Over at Dublin Opinion, Conor McCabe is continuing his excellent analysis of contemporary class relations, this time using the CSO’s new National Employment Survey for 2007. He challenges the sloppy thinking that suggests we have a ‘middle-class’ majority, concluding that nearly two-thirds work in what can be properly called ‘working class’ occupations:
‘From the viewpoint of wages, or occupation, or employment status, or education, we’re constantly coming up with the majority of the population in working class jobs, with working class levels of pay. The middle class majority is a middle class myth.’
Prior to the last general election we were weighed down with simplistic analysis: ‘we’re all middle class’, ‘the aspiring middle class’, and such.

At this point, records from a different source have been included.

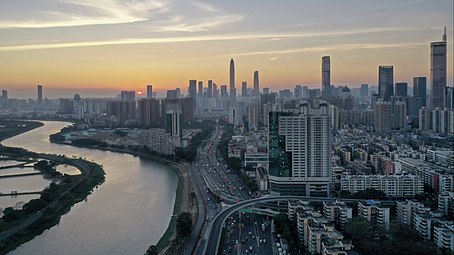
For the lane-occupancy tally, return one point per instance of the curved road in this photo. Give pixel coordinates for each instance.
(215, 228)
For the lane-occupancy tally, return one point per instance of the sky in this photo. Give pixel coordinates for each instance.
(97, 48)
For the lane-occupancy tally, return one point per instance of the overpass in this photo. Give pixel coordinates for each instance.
(215, 228)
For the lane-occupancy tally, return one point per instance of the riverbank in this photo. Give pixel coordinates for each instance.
(20, 226)
(10, 128)
(181, 197)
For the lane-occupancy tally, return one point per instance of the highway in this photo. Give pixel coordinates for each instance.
(211, 176)
(215, 228)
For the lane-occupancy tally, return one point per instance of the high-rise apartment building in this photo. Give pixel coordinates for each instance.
(401, 89)
(326, 76)
(40, 94)
(128, 95)
(256, 91)
(364, 90)
(192, 89)
(300, 151)
(438, 72)
(210, 89)
(4, 99)
(200, 89)
(385, 82)
(449, 98)
(420, 89)
(149, 111)
(244, 89)
(232, 80)
(298, 91)
(173, 123)
(149, 91)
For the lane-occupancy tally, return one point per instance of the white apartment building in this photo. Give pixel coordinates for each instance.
(300, 151)
(373, 212)
(392, 185)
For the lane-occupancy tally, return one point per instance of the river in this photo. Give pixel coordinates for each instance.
(128, 212)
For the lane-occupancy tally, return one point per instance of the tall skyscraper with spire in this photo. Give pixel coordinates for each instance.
(149, 91)
(385, 82)
(326, 76)
(256, 91)
(438, 72)
(232, 80)
(40, 94)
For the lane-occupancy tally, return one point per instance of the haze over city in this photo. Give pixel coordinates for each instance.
(97, 48)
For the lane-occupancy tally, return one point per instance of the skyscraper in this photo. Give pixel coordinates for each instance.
(128, 95)
(326, 76)
(300, 151)
(401, 89)
(200, 89)
(192, 89)
(232, 80)
(449, 98)
(40, 94)
(364, 91)
(420, 89)
(438, 72)
(4, 99)
(256, 91)
(210, 89)
(298, 91)
(149, 91)
(224, 91)
(244, 89)
(385, 82)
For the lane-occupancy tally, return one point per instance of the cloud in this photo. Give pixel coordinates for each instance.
(201, 25)
(220, 37)
(86, 12)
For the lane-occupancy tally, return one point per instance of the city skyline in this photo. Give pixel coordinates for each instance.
(70, 50)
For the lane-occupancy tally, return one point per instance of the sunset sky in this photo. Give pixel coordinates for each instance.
(97, 48)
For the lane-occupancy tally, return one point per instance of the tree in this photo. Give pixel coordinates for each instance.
(152, 250)
(184, 224)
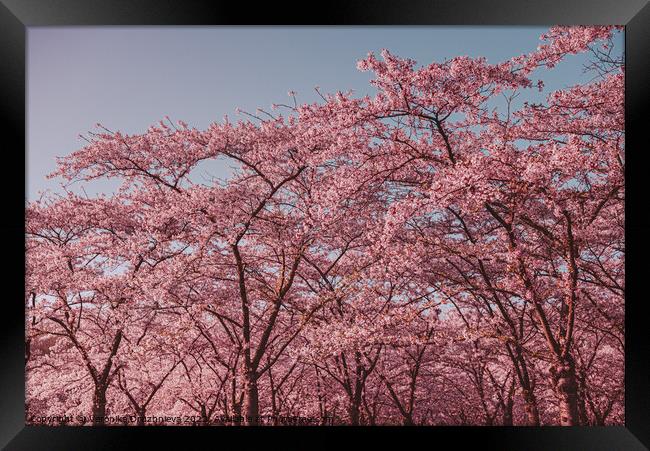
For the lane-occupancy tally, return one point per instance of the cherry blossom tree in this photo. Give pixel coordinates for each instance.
(439, 253)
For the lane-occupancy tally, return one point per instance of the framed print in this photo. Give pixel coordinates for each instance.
(383, 220)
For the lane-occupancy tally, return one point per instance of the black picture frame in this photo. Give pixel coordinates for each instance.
(17, 15)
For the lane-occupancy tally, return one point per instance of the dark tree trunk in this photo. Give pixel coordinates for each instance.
(530, 407)
(99, 406)
(251, 401)
(563, 376)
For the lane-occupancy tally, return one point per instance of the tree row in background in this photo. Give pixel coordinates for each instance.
(440, 253)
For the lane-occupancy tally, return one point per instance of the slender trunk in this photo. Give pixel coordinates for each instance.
(99, 405)
(530, 407)
(507, 413)
(353, 411)
(251, 400)
(563, 377)
(140, 417)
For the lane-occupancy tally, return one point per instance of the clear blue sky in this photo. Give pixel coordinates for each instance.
(129, 78)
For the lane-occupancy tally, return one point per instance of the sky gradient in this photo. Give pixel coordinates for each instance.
(128, 78)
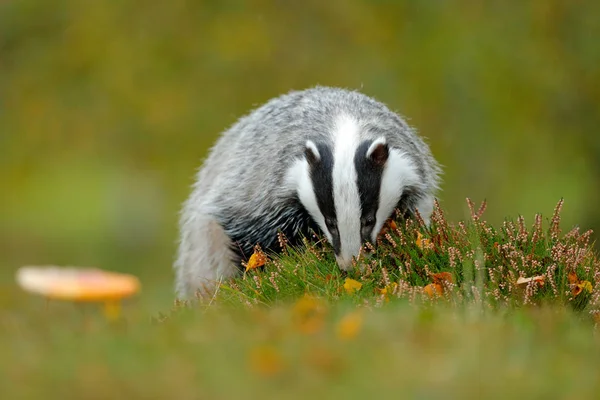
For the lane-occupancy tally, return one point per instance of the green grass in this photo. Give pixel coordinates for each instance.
(291, 329)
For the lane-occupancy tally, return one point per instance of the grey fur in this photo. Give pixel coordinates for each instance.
(240, 190)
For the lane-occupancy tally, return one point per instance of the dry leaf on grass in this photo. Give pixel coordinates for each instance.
(436, 288)
(350, 325)
(578, 286)
(308, 314)
(257, 259)
(351, 285)
(540, 279)
(423, 243)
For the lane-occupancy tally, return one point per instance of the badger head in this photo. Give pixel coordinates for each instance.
(351, 186)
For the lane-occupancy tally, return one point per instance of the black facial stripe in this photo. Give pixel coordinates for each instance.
(369, 184)
(322, 178)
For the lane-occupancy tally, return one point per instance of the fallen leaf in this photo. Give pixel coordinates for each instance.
(541, 279)
(578, 286)
(257, 259)
(308, 314)
(433, 289)
(441, 277)
(423, 243)
(388, 289)
(351, 285)
(572, 277)
(387, 226)
(350, 325)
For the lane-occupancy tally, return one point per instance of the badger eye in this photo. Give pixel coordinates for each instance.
(331, 224)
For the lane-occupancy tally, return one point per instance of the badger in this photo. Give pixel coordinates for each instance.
(321, 159)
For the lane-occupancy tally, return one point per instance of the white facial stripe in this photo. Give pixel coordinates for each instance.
(345, 190)
(399, 172)
(298, 179)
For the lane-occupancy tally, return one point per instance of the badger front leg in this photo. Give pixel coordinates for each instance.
(205, 257)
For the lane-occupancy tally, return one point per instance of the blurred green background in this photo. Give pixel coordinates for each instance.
(107, 108)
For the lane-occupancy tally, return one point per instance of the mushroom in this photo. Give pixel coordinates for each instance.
(80, 285)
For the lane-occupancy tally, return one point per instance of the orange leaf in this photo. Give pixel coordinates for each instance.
(580, 287)
(572, 277)
(433, 289)
(350, 325)
(422, 242)
(442, 277)
(541, 279)
(351, 285)
(309, 314)
(257, 259)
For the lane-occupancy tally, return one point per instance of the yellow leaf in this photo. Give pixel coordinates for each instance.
(537, 279)
(257, 259)
(350, 325)
(572, 277)
(351, 285)
(433, 289)
(308, 314)
(581, 286)
(422, 242)
(442, 277)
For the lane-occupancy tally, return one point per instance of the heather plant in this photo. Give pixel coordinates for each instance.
(460, 263)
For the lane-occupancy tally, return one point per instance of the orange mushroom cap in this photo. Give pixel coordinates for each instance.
(76, 283)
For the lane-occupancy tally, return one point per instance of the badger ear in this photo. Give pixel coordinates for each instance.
(312, 153)
(378, 152)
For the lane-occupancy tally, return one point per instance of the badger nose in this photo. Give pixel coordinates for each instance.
(345, 263)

We don’t hear these terms being bandied about much anymore. But, then, recessions have a tendency to cut through froth just as they cut through livelihoods.
I want to take a different a different route that nonetheless leads to a similar conclusion. Conor rightly warns us
‘Income is not a determinator of class, and to think of class in such terms is to miss the point that class is a social relation, not a category . . . there are enough commentators . . . who are all too willing to see class purely in terms of income, who maintain that Ireland has a majority middle class, with a working class rump and a lucky few at the top. And they cite Ireland’s wage levels as perfect proof of the middle class majority.’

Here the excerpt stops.